Hlungwane: The point about bank capital regulations is a good one. Our models necessarily mean that we have to reserve more capital for SMEs while lending to them. We probably need to drive more favourable capital treatment for SME lending as a first step.

Hussain: The reality is that these regulations are set in the financial centres outside of Africa and as such are not fit for purpose on the continent. Insurers cannot balance sheet underwrite African risk – it’s not the way it works.

 

Vrontamitis: What role do digital innovations and tools play in unlocking SME financing?

Anaba: I’m biased but I think technology has a big role to play. One thing we haven’t expanded on today is the operational cost of SME financing. If it’s going to cost financiers an additional three people in their back office to do this type of financing for much less return and not as interesting names, what’s the point? Yes, they get to announce that they finance some SMEs once in a while, but it has to make sense, there needs to be a financial profit. That’s where technology is critical. Financial institutions need to be able to scale these programmes without the steep costs of onboarding and monitoring numerous transactions manually.

I think as an industry we’ve been trying to jump the gun a little bit with some of the digitalisation initiatives in the market today. We need to focus on the parts of the process that we can actually digitise – the steps that are mundane and labour-intensive but that can be sped up by technology – before we can get to the intricacies of digital identities and digital trade documents.

Mashoko: Digital innovation is also important in the KYC space in terms of helping to reduce the associated costs. A few years ago, Afreximbank launched its Mansa customer due diligence repository, which is a digital single source of primary data on financial institutions, corporate entities and SMEs. We hope that this will be a way forward in terms of credit analysis for SMEs, and ultimately enable them to engage in more trade.

Myburgh: The financial industry is very insular in that we think about the answers to problems only in terms of our own, limited ecosystem. I’m sure a lot can be learned by stretching ourselves a bit further by looking at some of the technology advancements happening in the agricultural sector and other industries that are somewhat removed from the world of finance, but where risk is being evaluated and managed in the context of some of the challenges we’ve been talking about today.
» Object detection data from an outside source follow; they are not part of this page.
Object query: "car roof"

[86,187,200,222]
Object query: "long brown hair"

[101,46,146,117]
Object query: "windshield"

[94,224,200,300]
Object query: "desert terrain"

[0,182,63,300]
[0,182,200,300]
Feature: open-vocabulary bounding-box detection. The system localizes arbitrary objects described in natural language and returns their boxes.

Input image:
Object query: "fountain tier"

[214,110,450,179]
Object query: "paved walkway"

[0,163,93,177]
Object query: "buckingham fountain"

Siwale: That’s a good point. I think the telco industry, which operates very closely to the grassroots level, is an area of potential partnership that remains relatively untapped by commercial banks.

 

Vrontamitis: Very briefly to end, will we see more African SME financing needs being met in 10 years?

Imami: I don’t think there will be enough SME financing. The issue is not Africa-specific.

Hussain: Given the various initiatives and technologies we’ve talked about today, I am hopeful there will be.

Anaba: I think financing will increase but I think we’ll also figure out that the gap is a lot bigger than we anticipated.

Myburgh: From a visionary perspective, we would want an environment where there are at least some financial products and processes that have been developed from the ground up, from the SMEs’ point of view, as opposed to trying to be successful with the traditional products that were designed for corporates.

Mashoko: Given the increased focus, I think we should see some implementation of what we’ve discussed today. To date, there has been a lot of talk about supporting SMEs, but without much happening on the ground. With more digitalisation and new funding sources, that should change.

Siwale: I’m optimistic that the gap may narrow in the next 10 years, especially if we go the digital route, particularly around greater support for the agricultural sector.

Toyoda: We would like to see some progress in 10 years – but potentially it may still not be enough, given the challenges.